In late August 2025, Jaguar Land Rover (JLR), one of the giants of the European automotive industry, was the victim of one of the most serious cyber attacks ever recorded in the sector. The attack paralyzed global production for about five weeks and caused economic losses estimated at between £1.9 and £2.5 billion, with profound repercussions on British and international supply chains.
The hacker group: Scattered Lapsus Hunters
The attack was claimed by a hacker supergroup known as Scattered Lapsus Hunters, formed from the merger of three cybercriminal groups: Scattered Spider, Lapsus$, and ShinyHunters. These groups specialize respectively in sophisticated initial access and social engineering, recruiting insiders to steal source code, and collecting data for large-scale extortion.
The techniques used combine:
- Ransomware, to encrypt and block access to critical data and systems;
- Exploitation of software vulnerabilities, in particular a flaw in the SAP NetWeaver system, a key tool for JLR’s business and supply chain management;
- Advanced social engineering, using phishing, vishing, and psychological manipulation to steal credentials from employees and insiders;
- Lateral movement within the corporate network with privilege escalation and use of Tor traffic to evade controls;
- Data exfiltration and publication as leverage for public extortion on dedicated channels.
Hackers maintain a veritable internal market to recruit insiders and offer rewards for persistent access to VPNs, Active Directory, and corporate clouds, targeting high-impact and international extortion campaigns.
Operational and economic impact
The attack caused an immediate suspension of production at the main plants in Halewood, Solihull, and Wolverhampton, as well as at international sites in Slovakia, China, and India, halting approximately 5,000 vehicles per week for five weeks. This generated direct losses for JLR of around £108 million per week in the UK alone, while the impact on the national economy affected over 5,000 organizations and thousands of furloughed workers.
The problems also extended to inventory issues and sales delays, exacerbating the crisis in the automotive supply chain. To mitigate the economic damage, the British government intervened with a £1.5 billion loan guarantee.
Compromised systems and stolen data
The intrusion primarily affected the SAP NetWeaver system, through which hackers gained access to production and logistics systems. Industrial control and line automation systems were then compromised, as well as software development systems: approximately 350 GB of data was stolen, including source code, development logs, employee information, and data relevant to the supply chain.
Despite initial denials, JLR confirmed that personal and technical data had been compromised and undertook to inform those affected in line with the European GDPR regulation.

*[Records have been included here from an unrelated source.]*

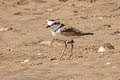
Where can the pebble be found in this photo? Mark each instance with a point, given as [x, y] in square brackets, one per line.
[108, 63]
[49, 9]
[5, 29]
[100, 18]
[25, 61]
[101, 50]
[46, 42]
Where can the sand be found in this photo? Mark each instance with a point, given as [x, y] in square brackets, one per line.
[23, 56]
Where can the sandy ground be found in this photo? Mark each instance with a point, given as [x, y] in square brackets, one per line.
[24, 57]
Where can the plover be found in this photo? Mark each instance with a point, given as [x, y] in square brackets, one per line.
[64, 33]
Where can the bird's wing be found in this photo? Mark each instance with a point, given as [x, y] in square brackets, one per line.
[70, 31]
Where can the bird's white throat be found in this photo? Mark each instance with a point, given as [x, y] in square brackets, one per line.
[50, 22]
[58, 32]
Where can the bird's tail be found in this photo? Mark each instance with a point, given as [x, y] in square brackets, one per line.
[84, 33]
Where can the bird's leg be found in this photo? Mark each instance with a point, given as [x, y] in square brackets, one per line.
[52, 41]
[70, 41]
[63, 50]
[71, 50]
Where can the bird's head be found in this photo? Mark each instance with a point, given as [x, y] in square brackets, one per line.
[50, 23]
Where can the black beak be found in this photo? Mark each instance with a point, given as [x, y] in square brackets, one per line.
[47, 26]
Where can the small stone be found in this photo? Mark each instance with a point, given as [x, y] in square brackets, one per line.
[5, 29]
[100, 18]
[101, 50]
[108, 46]
[25, 61]
[108, 63]
[49, 9]
[114, 67]
[46, 42]
[63, 0]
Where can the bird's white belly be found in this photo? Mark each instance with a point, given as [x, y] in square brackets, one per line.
[56, 33]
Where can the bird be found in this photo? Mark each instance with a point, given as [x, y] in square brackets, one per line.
[64, 33]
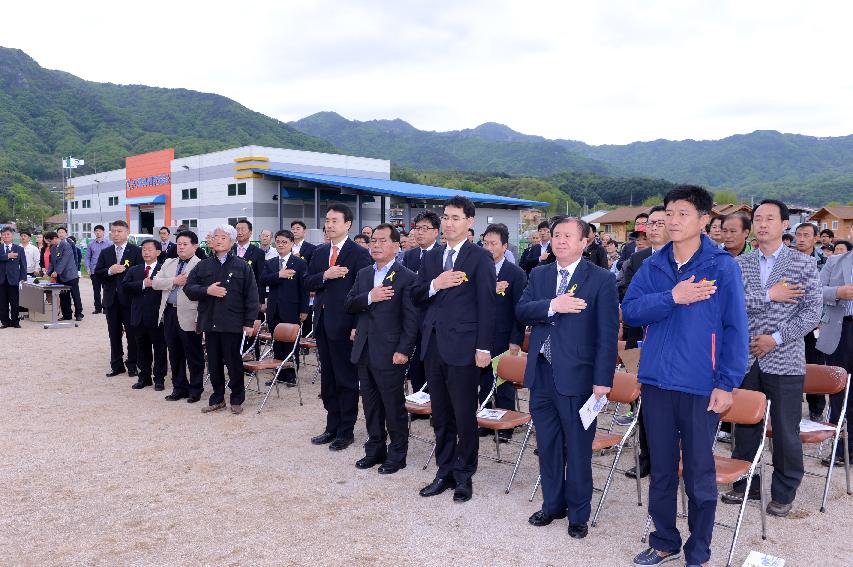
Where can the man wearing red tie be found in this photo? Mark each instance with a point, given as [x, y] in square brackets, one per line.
[331, 274]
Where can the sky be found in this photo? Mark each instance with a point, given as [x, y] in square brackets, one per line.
[607, 72]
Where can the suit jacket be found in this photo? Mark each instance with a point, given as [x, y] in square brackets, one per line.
[385, 327]
[583, 345]
[791, 320]
[837, 271]
[13, 270]
[630, 268]
[463, 317]
[288, 297]
[170, 252]
[144, 302]
[111, 283]
[164, 281]
[508, 330]
[331, 295]
[63, 262]
[306, 250]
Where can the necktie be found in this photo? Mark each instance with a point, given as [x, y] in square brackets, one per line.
[564, 285]
[448, 262]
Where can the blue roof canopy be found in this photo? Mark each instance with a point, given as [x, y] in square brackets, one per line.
[399, 188]
[149, 200]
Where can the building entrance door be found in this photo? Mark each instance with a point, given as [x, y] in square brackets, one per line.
[146, 222]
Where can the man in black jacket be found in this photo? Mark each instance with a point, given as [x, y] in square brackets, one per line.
[385, 336]
[331, 274]
[144, 317]
[227, 294]
[113, 262]
[287, 301]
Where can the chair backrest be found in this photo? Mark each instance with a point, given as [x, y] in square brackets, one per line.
[286, 333]
[511, 368]
[626, 388]
[822, 379]
[748, 407]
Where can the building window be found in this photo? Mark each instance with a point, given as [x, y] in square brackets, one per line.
[235, 189]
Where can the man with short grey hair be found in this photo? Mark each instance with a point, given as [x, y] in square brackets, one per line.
[227, 294]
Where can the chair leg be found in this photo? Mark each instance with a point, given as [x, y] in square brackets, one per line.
[518, 459]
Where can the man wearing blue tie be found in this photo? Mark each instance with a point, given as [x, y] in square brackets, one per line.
[573, 307]
[13, 269]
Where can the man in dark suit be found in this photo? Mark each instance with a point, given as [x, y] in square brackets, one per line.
[539, 253]
[167, 247]
[385, 336]
[287, 301]
[112, 264]
[331, 274]
[508, 333]
[574, 309]
[425, 231]
[224, 286]
[145, 317]
[13, 271]
[457, 282]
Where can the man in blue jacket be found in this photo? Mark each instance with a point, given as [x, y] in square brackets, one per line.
[690, 299]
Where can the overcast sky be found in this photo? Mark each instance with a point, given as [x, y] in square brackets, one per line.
[600, 72]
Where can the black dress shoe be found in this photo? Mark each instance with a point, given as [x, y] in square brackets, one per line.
[438, 486]
[644, 471]
[578, 531]
[391, 468]
[540, 518]
[340, 444]
[463, 492]
[367, 462]
[323, 438]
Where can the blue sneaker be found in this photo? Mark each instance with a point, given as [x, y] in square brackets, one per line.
[652, 557]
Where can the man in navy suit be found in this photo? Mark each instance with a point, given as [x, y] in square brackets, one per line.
[509, 333]
[113, 263]
[425, 232]
[287, 301]
[145, 317]
[331, 274]
[385, 335]
[574, 309]
[457, 282]
[13, 269]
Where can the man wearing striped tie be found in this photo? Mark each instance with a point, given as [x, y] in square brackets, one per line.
[573, 307]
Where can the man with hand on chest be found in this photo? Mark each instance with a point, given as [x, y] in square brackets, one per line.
[385, 337]
[144, 317]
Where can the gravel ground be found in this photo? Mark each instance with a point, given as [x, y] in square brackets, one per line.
[94, 473]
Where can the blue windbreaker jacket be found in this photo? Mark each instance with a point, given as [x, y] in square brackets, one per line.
[690, 348]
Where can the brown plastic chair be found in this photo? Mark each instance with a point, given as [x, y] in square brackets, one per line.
[748, 408]
[283, 333]
[510, 369]
[826, 380]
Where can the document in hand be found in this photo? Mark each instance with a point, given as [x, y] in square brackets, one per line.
[591, 409]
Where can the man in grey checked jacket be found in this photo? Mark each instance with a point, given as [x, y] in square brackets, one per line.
[783, 303]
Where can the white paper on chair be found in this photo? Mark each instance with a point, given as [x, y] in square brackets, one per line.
[808, 426]
[486, 413]
[591, 409]
[420, 398]
[758, 559]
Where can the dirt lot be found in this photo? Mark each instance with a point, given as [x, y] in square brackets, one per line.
[94, 473]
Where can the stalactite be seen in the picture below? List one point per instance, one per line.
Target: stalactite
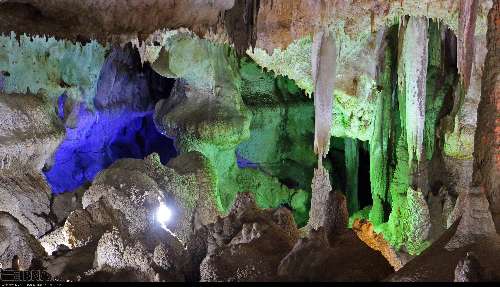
(414, 60)
(352, 166)
(324, 56)
(435, 95)
(465, 39)
(380, 140)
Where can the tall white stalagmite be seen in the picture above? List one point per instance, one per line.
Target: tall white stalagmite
(414, 57)
(324, 57)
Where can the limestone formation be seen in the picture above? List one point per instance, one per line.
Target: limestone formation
(248, 244)
(16, 240)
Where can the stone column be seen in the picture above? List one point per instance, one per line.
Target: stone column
(487, 138)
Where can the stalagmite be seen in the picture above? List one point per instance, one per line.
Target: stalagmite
(324, 56)
(465, 39)
(414, 61)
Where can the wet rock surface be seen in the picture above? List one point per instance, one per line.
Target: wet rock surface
(15, 239)
(248, 244)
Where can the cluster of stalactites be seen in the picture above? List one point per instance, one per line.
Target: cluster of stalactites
(465, 39)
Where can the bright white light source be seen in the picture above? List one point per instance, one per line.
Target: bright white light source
(163, 214)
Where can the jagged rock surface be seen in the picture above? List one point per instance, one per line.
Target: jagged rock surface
(249, 243)
(15, 239)
(347, 258)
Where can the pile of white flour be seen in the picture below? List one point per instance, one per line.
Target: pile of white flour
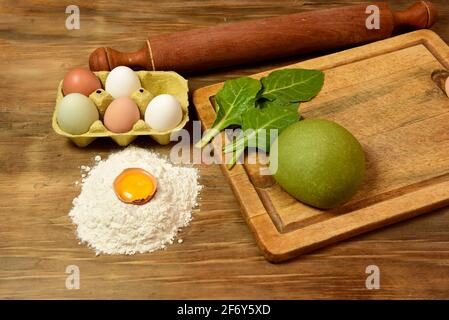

Containment and recovery measures
At the first sign of compromise, JLR adopted a proactive shutdown and isolation strategy for its global IT systems. Production activities were suspended to prevent further damage, and compromised networks were disconnected and segmented to limit the attackers’ lateral movement.
A gradual and controlled recovery plan for systems and production was then initiated, including upgrading IT capacity, especially for critical services such as billing and order management.
JLR partnered with the UK National Crime Agency, external incident response teams, and the UK government, the latter providing financial support. At the same time, enhanced security measures were implemented: system patches, access control, staff training, and continuous monitoring.
Forensic investigations and in-depth analyses
The investigation involved an internal team and external agencies specializing in digital forensics. System, network, and authentication logs were analyzed in depth, with particular attention to suspicious traffic to Tor endpoints and command and control activities. Digital evidence was collected and preserved with a rigorous chain of custody, using state-of-the-art tools such as FTK Imager, Splunk, Wireshark, Cuckoo Sandbox, Volatility Framework, and collaborative platforms for forensic data management.
The response framework followed was that of NIST Cybersecurity Incident Response, divided into the phases of preparation, identification, containment, eradication, recovery, and lessons learned.
Consequences and reflections
After about six weeks of downtime, production has begun to resume, but doubts remain about the complete normalization and long-term security of JLR’s systems. The case, which has now become a topic of parliamentary debate, highlights the fragility of global production chains in the face of sophisticated cyberattacks and the urgent need for targeted investment in cybersecurity.
The cyberattack on Jaguar Land Rover represents one of the biggest digital disasters in economic terms in the UK, a stark warning to the entire industrial sector and to national and international companies facing new cybersecurity challenges.